In Abarca Mitchell's 30s, after a performing career that took her from DTH to the film version of The Wiz to Bob Fosse's Dancin' and beyond, her husband's job took their family to Atlanta. She soon connected with Gilreath and Waverly Lucas. The couple, also DTH alumni, were influenced by Arthur Mitchell's model when they founded Ballethnic, seeking to create access for dancers of all backgrounds to develop as classical dancers and perform a repertoire that represents the company's culturally diverse home city. Over time, Abarca Mitchell became a trusted advisor.

Abarca Mitchell goes in at least twice a year to coach Ballethnic's productions—such as Urban Nutcracker, set in Atlanta's historically Black Sweet Auburn neighborhood, and The Leopard Tale, which features the company's signature blend of classical pointe work with polyrhythmic dance forms of the African diaspora. These final rehearsals give Abarca Mitchell a way to fast-track the transfer of her mentor's values.

Two dancers in blue and black practice clothes and face masks, the woman in pointe shoes, pose together in a first arabesque tendu. Abarca Mitchell steps out of a mirrored pose as she adjusts the fingertips of the male dancer.

Lydia Abarca Mitchell works with Ballethnic's Calvin Gentry and Karla Tyson.

Courtesy Ballethnic Dance Company

She recalls that Arthur Mitchell taught his dancers to present themselves at their finest—to enter a room with their heads held high and shoulders back—and to dress, speak and walk with dignity and self-respect. He reminded them that they were pioneers and ambassadors for Blacks in ballet. As the company gained international stature—Abarca Mitchell was the first Black female ballerina to appear on the cover of Dance Magazine, in 1975—he insisted the dancers remain humble and in service to the greater mission. But he was also a taskmaster. "No nonsense, no excuses," Abarca Mitchell says. "There was no slack. If he was rehearsing something that you're not in, you'd better be on the side learning it."

"He didn't throw compliments around at all. You had to really kill yourself to get a smile from him." After a run-through, she says, "you didn't want to be singled out."

Abarca Mitchell takes a slightly different approach, though she doesn't compromise on the values her mentor instilled. When coaching large casts of all ages and different levels for Ballethnic, she has found ways to inspire people without tearing them down. She calls it a "tough love" approach.

"I've got to make them want to do it. I don't want to beat them into doing it," Abarca Mitchell says. "I tell them, 'You're here because you want to be, and because you auditioned and were accepted. Now, show me why I should keep you here.'"

"I tell them, 'I'm here to make sure you'll look good—you know: 'That looks fake. Let's make it look real.

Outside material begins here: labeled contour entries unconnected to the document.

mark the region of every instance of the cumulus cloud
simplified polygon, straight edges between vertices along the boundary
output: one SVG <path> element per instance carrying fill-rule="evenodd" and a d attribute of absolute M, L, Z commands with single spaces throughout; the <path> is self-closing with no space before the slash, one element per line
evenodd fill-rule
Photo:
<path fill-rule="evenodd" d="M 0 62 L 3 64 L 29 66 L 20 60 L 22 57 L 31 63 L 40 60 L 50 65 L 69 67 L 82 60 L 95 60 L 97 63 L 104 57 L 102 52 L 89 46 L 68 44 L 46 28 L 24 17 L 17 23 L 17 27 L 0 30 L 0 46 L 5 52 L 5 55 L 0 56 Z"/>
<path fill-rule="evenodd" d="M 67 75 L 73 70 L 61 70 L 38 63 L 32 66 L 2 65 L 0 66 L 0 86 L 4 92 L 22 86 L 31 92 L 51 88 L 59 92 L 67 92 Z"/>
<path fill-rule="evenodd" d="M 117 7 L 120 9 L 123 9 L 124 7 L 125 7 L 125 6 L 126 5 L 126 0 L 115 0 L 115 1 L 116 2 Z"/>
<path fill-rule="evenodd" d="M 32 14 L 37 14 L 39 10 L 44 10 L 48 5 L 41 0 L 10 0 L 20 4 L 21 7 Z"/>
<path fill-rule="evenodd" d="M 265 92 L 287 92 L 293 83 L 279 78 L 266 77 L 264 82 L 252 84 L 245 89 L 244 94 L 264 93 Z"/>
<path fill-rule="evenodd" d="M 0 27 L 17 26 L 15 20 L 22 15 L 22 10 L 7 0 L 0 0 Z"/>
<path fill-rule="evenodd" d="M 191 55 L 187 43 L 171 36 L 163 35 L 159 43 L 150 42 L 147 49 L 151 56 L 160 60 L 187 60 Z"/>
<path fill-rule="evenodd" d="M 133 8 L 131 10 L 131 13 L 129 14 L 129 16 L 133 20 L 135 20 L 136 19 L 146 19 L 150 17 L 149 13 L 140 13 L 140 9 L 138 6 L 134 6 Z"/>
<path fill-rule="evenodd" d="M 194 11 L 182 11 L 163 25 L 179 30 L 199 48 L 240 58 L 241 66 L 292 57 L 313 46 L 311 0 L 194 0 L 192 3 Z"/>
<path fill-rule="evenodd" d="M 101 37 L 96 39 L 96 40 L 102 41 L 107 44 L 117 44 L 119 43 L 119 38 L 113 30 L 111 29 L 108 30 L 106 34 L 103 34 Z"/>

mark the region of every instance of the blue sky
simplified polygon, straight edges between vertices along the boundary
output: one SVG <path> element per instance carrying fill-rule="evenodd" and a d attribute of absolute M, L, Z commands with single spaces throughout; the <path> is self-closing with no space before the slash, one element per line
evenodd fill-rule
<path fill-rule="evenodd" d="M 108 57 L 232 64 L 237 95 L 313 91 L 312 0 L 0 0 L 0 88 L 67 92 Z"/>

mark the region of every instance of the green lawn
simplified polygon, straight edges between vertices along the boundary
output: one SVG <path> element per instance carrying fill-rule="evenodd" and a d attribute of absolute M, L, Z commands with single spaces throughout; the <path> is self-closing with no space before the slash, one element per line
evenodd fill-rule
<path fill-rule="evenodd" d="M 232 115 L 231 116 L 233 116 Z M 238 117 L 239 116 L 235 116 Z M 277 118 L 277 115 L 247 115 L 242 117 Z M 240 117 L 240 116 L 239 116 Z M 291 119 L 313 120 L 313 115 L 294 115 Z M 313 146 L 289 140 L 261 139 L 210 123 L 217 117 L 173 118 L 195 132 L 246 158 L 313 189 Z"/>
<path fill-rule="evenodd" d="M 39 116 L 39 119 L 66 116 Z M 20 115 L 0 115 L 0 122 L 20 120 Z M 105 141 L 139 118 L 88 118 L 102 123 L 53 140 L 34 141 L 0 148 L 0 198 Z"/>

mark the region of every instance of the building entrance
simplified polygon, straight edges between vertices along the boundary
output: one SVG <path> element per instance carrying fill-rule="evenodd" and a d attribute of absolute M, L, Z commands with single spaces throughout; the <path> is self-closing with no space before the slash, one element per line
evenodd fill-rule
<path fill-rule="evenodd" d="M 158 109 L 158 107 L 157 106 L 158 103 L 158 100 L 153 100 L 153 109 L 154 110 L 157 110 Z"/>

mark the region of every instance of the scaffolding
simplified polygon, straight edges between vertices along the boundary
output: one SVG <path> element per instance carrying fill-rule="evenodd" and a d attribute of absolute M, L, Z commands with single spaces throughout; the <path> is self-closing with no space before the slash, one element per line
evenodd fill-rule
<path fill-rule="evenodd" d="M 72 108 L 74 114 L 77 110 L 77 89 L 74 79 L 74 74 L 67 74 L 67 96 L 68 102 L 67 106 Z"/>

Think about what you're doing, so that it's not just a gesture.'"

Arthur Mitchell instilled this level of emotional honesty in his dancers, and it was key to the company's quick success. "We were bringing a thought forward," says Abarca Mitchell. "We were bringing a feeling forward, so that the audience could connect with us."

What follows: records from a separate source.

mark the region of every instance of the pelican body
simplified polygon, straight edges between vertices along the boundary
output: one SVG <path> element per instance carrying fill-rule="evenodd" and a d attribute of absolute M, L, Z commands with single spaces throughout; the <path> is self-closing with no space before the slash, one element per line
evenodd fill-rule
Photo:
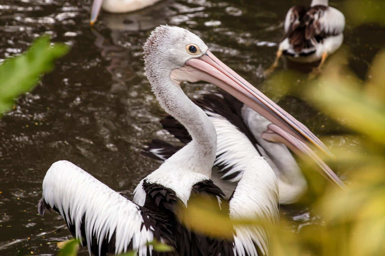
<path fill-rule="evenodd" d="M 307 183 L 288 147 L 300 157 L 316 163 L 319 167 L 317 170 L 321 174 L 344 187 L 338 176 L 311 149 L 230 94 L 224 91 L 213 93 L 194 101 L 204 111 L 215 127 L 217 143 L 214 164 L 219 170 L 221 178 L 237 182 L 250 156 L 263 156 L 277 176 L 280 203 L 296 203 L 306 192 Z M 187 131 L 172 117 L 169 116 L 161 123 L 164 129 L 182 143 L 190 141 Z M 180 148 L 154 140 L 142 153 L 164 161 Z M 226 194 L 233 189 L 234 185 L 228 182 L 216 181 L 216 183 Z"/>
<path fill-rule="evenodd" d="M 234 227 L 236 234 L 228 244 L 193 232 L 176 216 L 175 206 L 188 207 L 192 195 L 208 195 L 216 204 L 223 196 L 210 179 L 217 148 L 215 128 L 183 93 L 181 83 L 203 80 L 213 83 L 299 140 L 330 152 L 305 126 L 216 58 L 188 30 L 158 27 L 143 48 L 152 91 L 161 106 L 186 128 L 191 141 L 142 180 L 135 190 L 133 202 L 73 164 L 55 163 L 43 181 L 39 212 L 49 208 L 59 212 L 74 236 L 87 246 L 90 254 L 133 249 L 141 256 L 156 255 L 147 245 L 154 238 L 174 248 L 166 255 L 268 254 L 268 233 L 263 227 Z M 245 180 L 240 181 L 229 203 L 229 216 L 247 214 L 276 223 L 278 192 L 275 175 L 262 158 L 251 157 L 249 163 Z M 252 185 L 259 188 L 253 190 Z M 228 246 L 219 245 L 224 244 Z"/>
<path fill-rule="evenodd" d="M 285 36 L 277 57 L 268 72 L 277 66 L 282 55 L 292 61 L 302 63 L 321 60 L 317 68 L 320 71 L 327 56 L 342 44 L 345 27 L 343 14 L 329 6 L 328 0 L 312 0 L 308 8 L 292 7 L 286 14 Z"/>
<path fill-rule="evenodd" d="M 134 12 L 152 5 L 161 0 L 94 0 L 91 10 L 90 23 L 94 24 L 101 7 L 105 11 L 113 13 Z"/>

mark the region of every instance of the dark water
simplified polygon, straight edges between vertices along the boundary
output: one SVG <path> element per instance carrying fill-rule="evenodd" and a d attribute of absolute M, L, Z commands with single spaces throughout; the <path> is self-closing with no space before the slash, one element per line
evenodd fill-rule
<path fill-rule="evenodd" d="M 0 254 L 20 250 L 22 255 L 55 254 L 56 242 L 69 237 L 58 215 L 37 214 L 42 182 L 54 162 L 69 160 L 129 197 L 158 166 L 140 154 L 151 139 L 171 138 L 160 130 L 164 112 L 143 74 L 141 45 L 152 28 L 166 23 L 188 28 L 258 87 L 293 2 L 164 1 L 131 14 L 103 13 L 90 29 L 89 1 L 0 0 L 0 60 L 21 52 L 43 34 L 72 47 L 0 121 Z M 333 3 L 338 8 L 341 2 Z M 363 78 L 383 46 L 378 38 L 384 29 L 375 24 L 353 28 L 347 22 L 349 65 Z M 195 97 L 214 89 L 204 83 L 184 86 Z M 317 135 L 335 128 L 304 101 L 288 97 L 279 103 Z M 325 143 L 332 149 L 344 147 L 346 139 L 336 136 Z M 288 211 L 296 216 L 294 230 L 319 221 L 306 208 Z"/>

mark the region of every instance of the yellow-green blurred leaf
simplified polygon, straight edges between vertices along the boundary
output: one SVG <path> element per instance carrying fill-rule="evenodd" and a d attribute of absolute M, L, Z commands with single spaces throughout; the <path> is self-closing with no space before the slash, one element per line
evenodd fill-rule
<path fill-rule="evenodd" d="M 79 248 L 77 240 L 72 239 L 67 242 L 58 256 L 76 256 Z"/>
<path fill-rule="evenodd" d="M 355 25 L 368 22 L 385 24 L 385 2 L 383 0 L 347 0 L 341 10 Z"/>
<path fill-rule="evenodd" d="M 10 108 L 15 98 L 31 90 L 40 75 L 50 71 L 54 61 L 68 50 L 65 45 L 51 45 L 48 37 L 42 37 L 21 55 L 0 65 L 0 117 Z"/>
<path fill-rule="evenodd" d="M 147 245 L 152 245 L 153 249 L 157 251 L 167 252 L 174 251 L 174 248 L 172 246 L 162 244 L 155 239 L 152 242 L 147 243 Z"/>

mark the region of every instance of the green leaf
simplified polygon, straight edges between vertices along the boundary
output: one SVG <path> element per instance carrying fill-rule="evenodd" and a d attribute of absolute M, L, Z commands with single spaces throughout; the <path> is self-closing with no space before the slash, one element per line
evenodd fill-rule
<path fill-rule="evenodd" d="M 69 49 L 62 44 L 51 45 L 48 37 L 43 36 L 22 55 L 0 65 L 0 117 L 12 106 L 15 98 L 32 89 L 41 75 L 51 71 L 54 61 Z"/>
<path fill-rule="evenodd" d="M 174 251 L 174 248 L 171 246 L 158 242 L 156 239 L 154 239 L 152 242 L 147 243 L 147 245 L 152 245 L 154 250 L 157 251 L 167 252 Z"/>
<path fill-rule="evenodd" d="M 78 244 L 77 240 L 70 240 L 60 250 L 58 256 L 76 256 L 77 255 Z"/>

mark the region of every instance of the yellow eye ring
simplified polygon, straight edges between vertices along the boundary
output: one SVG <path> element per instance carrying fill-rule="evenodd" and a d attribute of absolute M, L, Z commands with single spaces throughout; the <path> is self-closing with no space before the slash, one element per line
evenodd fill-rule
<path fill-rule="evenodd" d="M 186 51 L 191 55 L 198 55 L 201 53 L 201 50 L 198 46 L 193 43 L 186 45 Z"/>

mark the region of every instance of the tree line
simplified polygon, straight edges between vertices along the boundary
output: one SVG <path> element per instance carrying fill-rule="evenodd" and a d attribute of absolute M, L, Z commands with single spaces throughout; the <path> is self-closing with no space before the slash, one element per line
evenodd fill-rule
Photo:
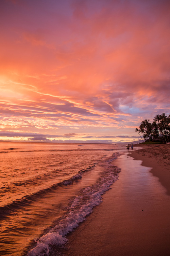
<path fill-rule="evenodd" d="M 140 133 L 142 134 L 144 142 L 160 141 L 167 142 L 170 141 L 170 115 L 168 116 L 165 113 L 156 115 L 152 123 L 146 119 L 141 122 L 139 129 L 136 128 L 143 141 Z"/>

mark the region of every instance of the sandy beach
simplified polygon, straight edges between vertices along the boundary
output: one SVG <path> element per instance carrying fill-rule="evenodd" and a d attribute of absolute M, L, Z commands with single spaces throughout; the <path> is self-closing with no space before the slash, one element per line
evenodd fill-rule
<path fill-rule="evenodd" d="M 68 236 L 74 256 L 170 255 L 170 144 L 138 144 L 103 202 Z"/>

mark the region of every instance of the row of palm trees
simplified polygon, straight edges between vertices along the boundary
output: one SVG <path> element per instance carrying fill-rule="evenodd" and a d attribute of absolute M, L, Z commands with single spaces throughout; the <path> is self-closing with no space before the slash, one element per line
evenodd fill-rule
<path fill-rule="evenodd" d="M 162 115 L 156 115 L 153 119 L 152 123 L 149 119 L 142 121 L 137 132 L 143 141 L 141 133 L 144 141 L 160 141 L 167 142 L 170 141 L 170 115 L 168 116 L 165 113 Z"/>

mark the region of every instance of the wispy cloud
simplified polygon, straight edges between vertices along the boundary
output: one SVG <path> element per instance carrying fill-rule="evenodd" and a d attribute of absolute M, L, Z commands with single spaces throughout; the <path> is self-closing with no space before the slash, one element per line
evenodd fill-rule
<path fill-rule="evenodd" d="M 169 114 L 169 1 L 38 2 L 0 4 L 0 131 L 120 140 Z"/>

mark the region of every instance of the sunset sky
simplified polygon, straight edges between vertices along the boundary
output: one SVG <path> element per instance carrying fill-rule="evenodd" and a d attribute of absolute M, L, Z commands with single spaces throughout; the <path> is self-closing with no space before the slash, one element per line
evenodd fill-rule
<path fill-rule="evenodd" d="M 170 1 L 1 0 L 0 140 L 138 140 L 170 114 Z"/>

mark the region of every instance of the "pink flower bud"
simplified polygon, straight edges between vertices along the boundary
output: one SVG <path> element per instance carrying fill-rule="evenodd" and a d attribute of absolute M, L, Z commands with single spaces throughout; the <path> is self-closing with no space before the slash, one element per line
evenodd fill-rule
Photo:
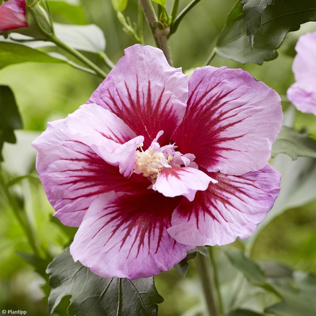
<path fill-rule="evenodd" d="M 24 0 L 9 0 L 0 7 L 0 32 L 27 26 Z"/>

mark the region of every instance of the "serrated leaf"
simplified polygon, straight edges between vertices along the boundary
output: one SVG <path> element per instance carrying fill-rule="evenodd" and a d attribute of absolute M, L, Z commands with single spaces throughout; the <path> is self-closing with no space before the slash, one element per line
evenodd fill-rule
<path fill-rule="evenodd" d="M 249 281 L 258 285 L 264 284 L 265 276 L 263 271 L 254 261 L 246 257 L 236 248 L 227 248 L 224 251 L 232 264 L 241 271 Z"/>
<path fill-rule="evenodd" d="M 261 26 L 261 17 L 265 8 L 273 3 L 274 0 L 241 0 L 244 5 L 243 20 L 247 21 L 246 35 L 252 50 L 253 40 L 258 28 Z"/>
<path fill-rule="evenodd" d="M 156 2 L 158 4 L 164 6 L 166 4 L 166 0 L 152 0 L 154 2 Z"/>
<path fill-rule="evenodd" d="M 46 272 L 52 274 L 48 299 L 51 313 L 67 295 L 71 297 L 67 313 L 76 316 L 158 316 L 157 304 L 163 301 L 153 277 L 133 281 L 101 277 L 79 261 L 74 262 L 69 248 L 54 259 Z"/>
<path fill-rule="evenodd" d="M 127 5 L 127 0 L 112 0 L 112 5 L 117 12 L 123 12 Z"/>
<path fill-rule="evenodd" d="M 0 50 L 1 68 L 20 63 L 52 63 L 63 64 L 65 62 L 24 45 L 2 41 Z"/>
<path fill-rule="evenodd" d="M 267 307 L 265 313 L 286 316 L 316 315 L 316 279 L 311 274 L 296 271 L 295 287 L 282 282 L 270 283 L 283 300 Z"/>
<path fill-rule="evenodd" d="M 249 309 L 236 309 L 231 312 L 227 316 L 264 316 L 263 314 L 259 314 Z"/>
<path fill-rule="evenodd" d="M 14 95 L 7 86 L 0 86 L 0 156 L 2 161 L 1 152 L 3 143 L 16 143 L 14 131 L 22 128 L 22 126 Z"/>
<path fill-rule="evenodd" d="M 243 6 L 238 1 L 228 14 L 219 37 L 216 53 L 242 64 L 261 65 L 277 57 L 276 50 L 289 32 L 298 30 L 303 23 L 315 21 L 315 12 L 313 0 L 275 0 L 261 16 L 261 26 L 255 37 L 252 52 L 246 35 L 247 22 L 242 20 Z"/>
<path fill-rule="evenodd" d="M 205 246 L 198 246 L 193 250 L 189 250 L 187 253 L 186 256 L 179 263 L 174 265 L 174 268 L 177 272 L 183 278 L 185 277 L 188 269 L 189 264 L 188 261 L 195 259 L 198 253 L 200 253 L 207 259 L 210 259 L 210 255 L 207 248 Z"/>
<path fill-rule="evenodd" d="M 298 133 L 294 129 L 282 126 L 272 146 L 271 155 L 286 154 L 293 160 L 299 156 L 316 158 L 316 141 L 307 134 Z"/>

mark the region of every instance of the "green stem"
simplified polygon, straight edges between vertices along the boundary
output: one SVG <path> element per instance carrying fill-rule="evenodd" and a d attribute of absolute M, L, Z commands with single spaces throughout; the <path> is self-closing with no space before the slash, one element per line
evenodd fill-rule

In addition to her position as rehearsal director for Ballethnic, Abarca Mitchell is today part of 152nd Street Black Ballet Legacy, a group of DTH alumni who seek to give voice to people responsible for the company's success in its early years. "It's incredible," she says, "how many people took something from DTH and applied it to their lives."

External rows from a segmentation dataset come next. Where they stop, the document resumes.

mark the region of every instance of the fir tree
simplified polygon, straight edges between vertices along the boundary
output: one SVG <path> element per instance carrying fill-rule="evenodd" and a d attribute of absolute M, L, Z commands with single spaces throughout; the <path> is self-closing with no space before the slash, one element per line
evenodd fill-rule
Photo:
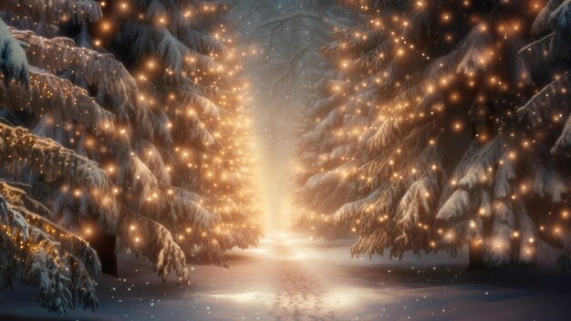
<path fill-rule="evenodd" d="M 300 191 L 329 192 L 306 202 L 321 211 L 306 226 L 348 225 L 356 255 L 468 243 L 476 268 L 533 264 L 539 241 L 562 246 L 568 3 L 340 3 L 363 20 L 325 49 L 343 98 L 309 131 L 327 162 Z M 329 119 L 362 122 L 332 137 Z"/>
<path fill-rule="evenodd" d="M 174 272 L 190 285 L 190 257 L 206 253 L 223 264 L 225 250 L 258 235 L 246 111 L 242 86 L 232 82 L 239 67 L 202 19 L 223 6 L 197 2 L 177 16 L 171 1 L 105 4 L 150 10 L 134 18 L 140 28 L 126 22 L 119 30 L 95 1 L 0 4 L 16 27 L 0 26 L 3 284 L 38 285 L 54 312 L 73 308 L 74 293 L 97 307 L 91 276 L 101 272 L 102 250 L 145 255 L 163 280 Z M 161 5 L 176 31 L 154 25 Z M 92 40 L 108 31 L 123 46 L 133 45 L 133 33 L 146 41 L 130 54 L 110 44 L 115 56 Z M 162 72 L 138 74 L 155 60 Z M 104 270 L 116 264 L 103 254 Z"/>

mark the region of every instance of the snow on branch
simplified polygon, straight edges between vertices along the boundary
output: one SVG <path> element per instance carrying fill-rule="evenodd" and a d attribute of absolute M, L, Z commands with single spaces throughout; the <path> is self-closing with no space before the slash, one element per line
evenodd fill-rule
<path fill-rule="evenodd" d="M 16 39 L 27 44 L 25 50 L 31 65 L 53 74 L 70 71 L 75 78 L 84 78 L 89 86 L 125 100 L 135 101 L 139 97 L 137 82 L 113 55 L 78 47 L 69 38 L 48 39 L 29 30 L 10 31 Z"/>
<path fill-rule="evenodd" d="M 47 181 L 64 179 L 73 186 L 87 189 L 79 193 L 99 215 L 102 226 L 112 231 L 118 212 L 112 184 L 105 171 L 87 158 L 67 150 L 49 139 L 36 136 L 23 128 L 0 124 L 0 160 L 5 169 L 26 165 Z"/>
<path fill-rule="evenodd" d="M 2 57 L 0 58 L 0 74 L 4 75 L 5 83 L 16 79 L 27 85 L 29 75 L 26 53 L 12 36 L 2 19 L 0 19 L 0 57 Z"/>
<path fill-rule="evenodd" d="M 118 41 L 130 48 L 131 58 L 138 59 L 147 53 L 156 55 L 176 75 L 185 73 L 191 67 L 208 71 L 216 71 L 220 67 L 211 57 L 186 47 L 167 28 L 126 23 Z"/>
<path fill-rule="evenodd" d="M 75 24 L 85 25 L 103 16 L 101 6 L 95 0 L 0 1 L 0 11 L 46 24 L 71 20 Z"/>
<path fill-rule="evenodd" d="M 14 279 L 39 287 L 38 301 L 50 312 L 74 308 L 77 294 L 84 308 L 95 310 L 99 302 L 90 274 L 101 265 L 88 243 L 68 231 L 31 212 L 21 214 L 0 197 L 0 246 L 6 255 L 4 284 Z"/>
<path fill-rule="evenodd" d="M 50 114 L 60 121 L 78 121 L 98 132 L 110 133 L 115 118 L 68 80 L 30 68 L 29 87 L 21 83 L 0 84 L 2 106 L 14 110 L 31 110 L 39 117 Z"/>
<path fill-rule="evenodd" d="M 119 246 L 129 248 L 137 255 L 148 257 L 163 282 L 166 282 L 171 271 L 174 271 L 179 284 L 191 285 L 184 253 L 164 226 L 151 219 L 123 211 L 119 231 Z"/>

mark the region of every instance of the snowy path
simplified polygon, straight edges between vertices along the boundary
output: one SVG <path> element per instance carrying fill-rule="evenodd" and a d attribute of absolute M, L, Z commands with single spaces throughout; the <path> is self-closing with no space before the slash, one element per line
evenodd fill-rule
<path fill-rule="evenodd" d="M 0 292 L 0 320 L 571 319 L 571 275 L 559 271 L 466 274 L 465 258 L 443 254 L 357 260 L 349 244 L 277 233 L 231 253 L 230 269 L 192 265 L 190 290 L 126 255 L 120 279 L 99 280 L 98 313 L 47 314 L 21 286 Z"/>

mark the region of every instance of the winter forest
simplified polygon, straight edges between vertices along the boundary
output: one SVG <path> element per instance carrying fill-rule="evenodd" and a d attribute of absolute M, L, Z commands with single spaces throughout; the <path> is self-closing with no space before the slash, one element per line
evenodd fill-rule
<path fill-rule="evenodd" d="M 0 320 L 571 319 L 571 0 L 0 0 Z"/>

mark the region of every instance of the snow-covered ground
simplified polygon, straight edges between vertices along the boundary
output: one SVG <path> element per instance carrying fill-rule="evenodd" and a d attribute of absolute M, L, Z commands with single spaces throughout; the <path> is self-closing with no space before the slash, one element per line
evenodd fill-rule
<path fill-rule="evenodd" d="M 0 293 L 0 320 L 571 319 L 571 274 L 551 264 L 466 273 L 462 254 L 350 259 L 349 244 L 270 235 L 257 249 L 232 252 L 229 269 L 193 265 L 188 290 L 123 255 L 121 278 L 99 281 L 96 313 L 50 315 L 36 306 L 36 289 L 19 286 Z"/>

As Ballethnic prepares to co-host the International Association of Blacks in Dance Conference and Festival in January 2022, Abarca Mitchell hopes to help strengthen the network of dance companies associated with Ballethnic, such as Memphis' Collage Dance Collective. "The dream is for all of us to collaborate with each other," she says, "so that it becomes more normal to see a Black ballerina, so it's not just a token appearance."

Today's young dancers face different challenges from what Abarca Mitchell faced. She finds that they're more easily distracted, and sometimes act entitled, because they don't know or appreciate how hard earlier Black ballerinas like herself worked to clear a path for them. But what she's passing on will benefit them, whether they choose to pursue dance careers or become doctors, lawyers, professors or something else entirely. "The principles are the same," she says. "Work for what you want, and you will achieve it."